How to Stop Gambling
Practical, proven steps to stop gambling and stay stopped — and how to get through the urges.

Stopping gambling is rarely about willpower alone — the products are designed to be hard to resist. What works is stacking up practical steps and support so the odds are finally on your side. Here’s a realistic plan.
1. Put barriers between you and gambling
Make gambling harder to reach. Self-exclude from casinos and gambling sites, install blocking software on your devices, and remove betting apps. Every barrier buys you time when an urge hits.
2. Take control of the money
Hand day-to-day money management to someone you trust for a while, use cash, and set up separate accounts if needed. Reducing easy access to funds protects you in vulnerable moments. If debt is part of the picture, see help with gambling debt.
3. Have a plan for urges
Cravings pass, usually within 15–30 minutes. Plan what you’ll do instead: call someone, go for a walk, use the “steadying breath” of slow exhales, or reach a helpline. Writing down the real consequences of gambling — and the reasons you’re stopping — helps in the moment.
4. Get support
You don’t have to do this alone, and people who get support do far better than those who go it alone. Talk to 1-800-GAMBLER, consider counseling, and try a Gamblers Anonymous meeting.

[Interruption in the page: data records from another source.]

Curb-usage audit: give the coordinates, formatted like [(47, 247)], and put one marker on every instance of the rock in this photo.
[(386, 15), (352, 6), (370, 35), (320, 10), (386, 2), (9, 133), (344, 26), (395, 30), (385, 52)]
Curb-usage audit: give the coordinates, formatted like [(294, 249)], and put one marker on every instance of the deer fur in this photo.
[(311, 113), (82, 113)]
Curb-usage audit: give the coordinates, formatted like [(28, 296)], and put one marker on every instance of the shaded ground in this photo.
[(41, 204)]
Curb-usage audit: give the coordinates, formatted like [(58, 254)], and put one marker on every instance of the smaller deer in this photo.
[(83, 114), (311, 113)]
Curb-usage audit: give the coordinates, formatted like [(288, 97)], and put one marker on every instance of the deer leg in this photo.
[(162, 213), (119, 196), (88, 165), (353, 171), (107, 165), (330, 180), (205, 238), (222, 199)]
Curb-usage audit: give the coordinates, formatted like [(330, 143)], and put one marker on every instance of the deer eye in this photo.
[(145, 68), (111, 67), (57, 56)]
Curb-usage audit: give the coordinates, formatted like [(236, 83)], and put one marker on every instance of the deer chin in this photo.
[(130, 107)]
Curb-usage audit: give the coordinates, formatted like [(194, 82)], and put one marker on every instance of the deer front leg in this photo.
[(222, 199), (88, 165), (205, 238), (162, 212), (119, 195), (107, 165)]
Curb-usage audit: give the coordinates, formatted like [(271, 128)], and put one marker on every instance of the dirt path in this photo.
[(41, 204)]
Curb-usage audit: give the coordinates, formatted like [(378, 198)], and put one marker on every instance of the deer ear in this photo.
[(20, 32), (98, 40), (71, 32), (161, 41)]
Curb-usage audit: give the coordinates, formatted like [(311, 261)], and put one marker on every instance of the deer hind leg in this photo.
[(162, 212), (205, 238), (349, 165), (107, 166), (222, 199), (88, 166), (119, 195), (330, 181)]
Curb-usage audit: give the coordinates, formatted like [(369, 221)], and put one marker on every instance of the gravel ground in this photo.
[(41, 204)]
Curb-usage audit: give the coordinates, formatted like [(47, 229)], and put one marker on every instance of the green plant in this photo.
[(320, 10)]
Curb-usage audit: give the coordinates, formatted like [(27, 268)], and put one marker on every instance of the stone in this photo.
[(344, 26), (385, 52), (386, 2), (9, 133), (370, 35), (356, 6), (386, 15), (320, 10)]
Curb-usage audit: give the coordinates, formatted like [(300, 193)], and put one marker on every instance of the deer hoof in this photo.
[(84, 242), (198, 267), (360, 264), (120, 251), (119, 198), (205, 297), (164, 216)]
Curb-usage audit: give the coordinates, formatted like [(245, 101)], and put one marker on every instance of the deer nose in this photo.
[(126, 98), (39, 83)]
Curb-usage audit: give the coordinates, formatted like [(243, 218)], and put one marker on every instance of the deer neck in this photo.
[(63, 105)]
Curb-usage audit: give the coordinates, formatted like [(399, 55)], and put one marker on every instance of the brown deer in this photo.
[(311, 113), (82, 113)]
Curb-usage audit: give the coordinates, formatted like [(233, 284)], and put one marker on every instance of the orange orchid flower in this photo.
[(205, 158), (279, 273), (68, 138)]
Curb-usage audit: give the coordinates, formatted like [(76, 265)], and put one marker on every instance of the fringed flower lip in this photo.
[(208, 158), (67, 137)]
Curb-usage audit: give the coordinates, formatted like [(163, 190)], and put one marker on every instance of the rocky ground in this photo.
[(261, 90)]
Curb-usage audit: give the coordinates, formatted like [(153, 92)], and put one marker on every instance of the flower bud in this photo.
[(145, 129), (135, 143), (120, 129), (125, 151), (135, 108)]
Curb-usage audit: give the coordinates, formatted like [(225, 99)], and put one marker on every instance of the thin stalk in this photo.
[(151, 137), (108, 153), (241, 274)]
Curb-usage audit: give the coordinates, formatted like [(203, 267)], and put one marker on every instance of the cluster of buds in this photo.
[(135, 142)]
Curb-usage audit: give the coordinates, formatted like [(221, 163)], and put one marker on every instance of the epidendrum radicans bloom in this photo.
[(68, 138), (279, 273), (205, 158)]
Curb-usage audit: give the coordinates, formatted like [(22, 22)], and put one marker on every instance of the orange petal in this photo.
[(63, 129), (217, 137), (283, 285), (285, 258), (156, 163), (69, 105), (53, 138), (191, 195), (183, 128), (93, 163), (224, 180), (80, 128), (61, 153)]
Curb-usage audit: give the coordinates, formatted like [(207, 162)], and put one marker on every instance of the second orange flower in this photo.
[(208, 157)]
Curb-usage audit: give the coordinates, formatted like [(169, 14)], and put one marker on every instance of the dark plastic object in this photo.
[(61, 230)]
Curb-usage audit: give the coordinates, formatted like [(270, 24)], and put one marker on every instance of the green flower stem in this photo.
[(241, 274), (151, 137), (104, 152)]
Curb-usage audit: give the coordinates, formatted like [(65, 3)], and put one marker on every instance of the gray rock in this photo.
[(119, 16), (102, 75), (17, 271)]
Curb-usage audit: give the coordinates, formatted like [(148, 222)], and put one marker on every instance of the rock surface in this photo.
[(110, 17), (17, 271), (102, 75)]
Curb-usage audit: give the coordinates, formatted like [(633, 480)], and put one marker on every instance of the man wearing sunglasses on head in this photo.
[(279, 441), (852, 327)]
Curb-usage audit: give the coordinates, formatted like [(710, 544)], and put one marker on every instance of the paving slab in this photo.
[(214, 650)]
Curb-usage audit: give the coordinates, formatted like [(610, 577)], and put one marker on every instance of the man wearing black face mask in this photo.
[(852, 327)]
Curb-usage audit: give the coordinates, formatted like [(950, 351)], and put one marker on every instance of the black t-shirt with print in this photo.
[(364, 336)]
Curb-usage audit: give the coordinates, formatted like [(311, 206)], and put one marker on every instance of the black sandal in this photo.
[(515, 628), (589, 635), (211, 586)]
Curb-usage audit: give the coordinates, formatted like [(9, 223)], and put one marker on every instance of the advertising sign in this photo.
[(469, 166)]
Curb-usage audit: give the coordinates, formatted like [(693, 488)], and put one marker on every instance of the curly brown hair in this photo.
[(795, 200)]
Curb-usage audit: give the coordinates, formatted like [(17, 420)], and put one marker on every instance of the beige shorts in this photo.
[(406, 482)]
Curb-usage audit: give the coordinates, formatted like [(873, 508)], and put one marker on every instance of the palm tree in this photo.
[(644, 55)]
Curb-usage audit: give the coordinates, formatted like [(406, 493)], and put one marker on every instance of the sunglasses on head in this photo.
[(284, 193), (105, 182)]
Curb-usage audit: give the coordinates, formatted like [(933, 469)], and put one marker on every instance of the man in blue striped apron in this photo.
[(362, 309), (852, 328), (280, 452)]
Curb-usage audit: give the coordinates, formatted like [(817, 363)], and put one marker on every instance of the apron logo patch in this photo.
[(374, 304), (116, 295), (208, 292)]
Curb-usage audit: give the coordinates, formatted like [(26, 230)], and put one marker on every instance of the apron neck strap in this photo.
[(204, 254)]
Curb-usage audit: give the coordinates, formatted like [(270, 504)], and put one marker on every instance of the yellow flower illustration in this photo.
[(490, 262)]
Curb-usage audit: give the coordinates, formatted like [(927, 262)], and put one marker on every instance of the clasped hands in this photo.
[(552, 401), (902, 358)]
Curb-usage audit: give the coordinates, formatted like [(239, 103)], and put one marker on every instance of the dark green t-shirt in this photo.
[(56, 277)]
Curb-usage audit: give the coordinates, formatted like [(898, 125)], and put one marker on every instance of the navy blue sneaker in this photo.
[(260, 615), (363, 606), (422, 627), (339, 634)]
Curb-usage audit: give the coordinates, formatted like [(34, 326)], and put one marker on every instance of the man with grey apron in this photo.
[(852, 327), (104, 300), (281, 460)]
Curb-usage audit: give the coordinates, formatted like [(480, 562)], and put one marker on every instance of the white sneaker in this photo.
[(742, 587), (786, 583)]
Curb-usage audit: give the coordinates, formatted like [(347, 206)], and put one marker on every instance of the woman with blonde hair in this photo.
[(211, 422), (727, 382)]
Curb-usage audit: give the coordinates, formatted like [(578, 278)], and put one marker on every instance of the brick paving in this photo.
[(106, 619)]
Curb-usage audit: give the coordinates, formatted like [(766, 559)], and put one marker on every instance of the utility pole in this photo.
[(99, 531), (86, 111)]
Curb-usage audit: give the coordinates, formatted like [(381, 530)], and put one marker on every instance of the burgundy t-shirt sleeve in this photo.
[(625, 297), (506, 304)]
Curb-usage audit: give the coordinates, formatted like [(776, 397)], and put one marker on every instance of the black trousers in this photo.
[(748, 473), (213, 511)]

5. Expect lapses — and plan for them
A slip doesn’t erase your progress. What matters is what you do next: reach out, review what triggered it, and strengthen your barriers. Recovery is a direction, not a single perfect day.
6. Rebuild the life around it
Gambling often fills a gap — boredom, stress, loneliness. Recovery lasts when you fill that gap with something real: connection, movement, purpose, rest. Be patient with yourself. The brain does recover.
Frequently asked questions
How long do gambling urges last?
Most urges peak and pass within about 15–30 minutes. Having a plan — call someone, leave the situation, breathe slowly — helps you ride them out until they fade.
Can I stop gambling on my own?
Some people do, but support dramatically improves the odds and makes it easier. At minimum, put barriers in place and keep a helpline number handy.
What if I relapse?
A lapse is common and not a failure. Reach out, look at what triggered it, and tighten your barriers. The goal is progress over time, not perfection.